Ofiarował też ofiarę śniedną, a wziąwszy z niej pełną garść swoję, spalił na ołtarzu oprócz ofiary całopalenia porannej.
18 Daarna slachtte hij den os, en den ram ten dankoffer, dat voor het volk was; en de zonen van Aaron leverden het bloed aan hem, hetwelk hij rondom op het altaar sprengde;
Zabił też wołu, i barana na ofiarę spokojną, która była za lud; i podali mu synowie Aaronowi krew, którą pokropił ołtarz z wierzchu około.
19 En het vet van den os, en van den ram, den staart, en wat het ingewand bedekt, en de nieren, en het net der lever;
Podali mu także tłustość z wołu, i z barana ogon, i tłustość okrywającą wnętrzności i nerki, i odzieczkę z wątroby.
20 En zij leiden het vet op de borsten; en hij stak dat vet aan op het altaar.
Włożyli też tłustości na mostek, i spalili też tłustość na ołtarzu;
21 Maar de borsten en den rechterschouder bewoog Aaron ten beweegoffer voor het aangezicht des HEEREN, gelijk als Mozes geboden had.
Ale mostek i łopatkę prawą obracał Aaron tam i sam na ofiarę obracania przed obliczem Pańskiem, jako był Pan rozkazał Mojżeszowi.
22 Daarna hief Aaron zijn handen op tot het volk, en zegende hen; en hij kwam af, nadat hij het zondoffer, en brandoffer, en dankoffer gedaan had.
Tedy podniósłszy Aaron ręce swe do ludu błogosławił im, a zstąpił od ofiarowania ofiary za grzech, i ofiary całopalenia, i ofiary spokojnej.
23 Toen ging Mozes met Aaron in de tent der samenkomst; daarna kwamen zij uit, en zegenden het volk; en de heerlijkheid des HEEREN verscheen al het volk.

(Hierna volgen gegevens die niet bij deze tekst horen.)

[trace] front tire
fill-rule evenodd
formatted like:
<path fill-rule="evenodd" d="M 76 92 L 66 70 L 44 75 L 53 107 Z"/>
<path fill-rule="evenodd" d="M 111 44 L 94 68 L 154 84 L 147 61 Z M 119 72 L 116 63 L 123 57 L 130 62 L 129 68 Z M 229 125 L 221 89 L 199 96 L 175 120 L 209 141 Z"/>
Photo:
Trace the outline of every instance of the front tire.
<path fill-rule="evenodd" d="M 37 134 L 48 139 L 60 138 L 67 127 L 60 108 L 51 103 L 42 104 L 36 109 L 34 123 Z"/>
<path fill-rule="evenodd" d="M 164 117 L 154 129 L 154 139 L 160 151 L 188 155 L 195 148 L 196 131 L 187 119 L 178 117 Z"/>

I wszedł Mojżesz i Aaron do namiotu zgromadzenia, a wszedłszy błogosławili ludowi; i okazała się chwała Pańska wszystkiemu ludowi;
24 Want een vuur ging uit van het aangezicht des HEEREN, en verteerde op het altaar het brandoffer, en het vet. Als het ganse volk dit zag, zo juichten zij, en vielen op hun aangezichten.
Bo zstąpiwszy ogień od obliczności Pańskiej spalił na ołtarzu ofiarę całopalenia i tłustości; co gdy widział wszystek lud, wykrzykali a padali na twarzy swoje.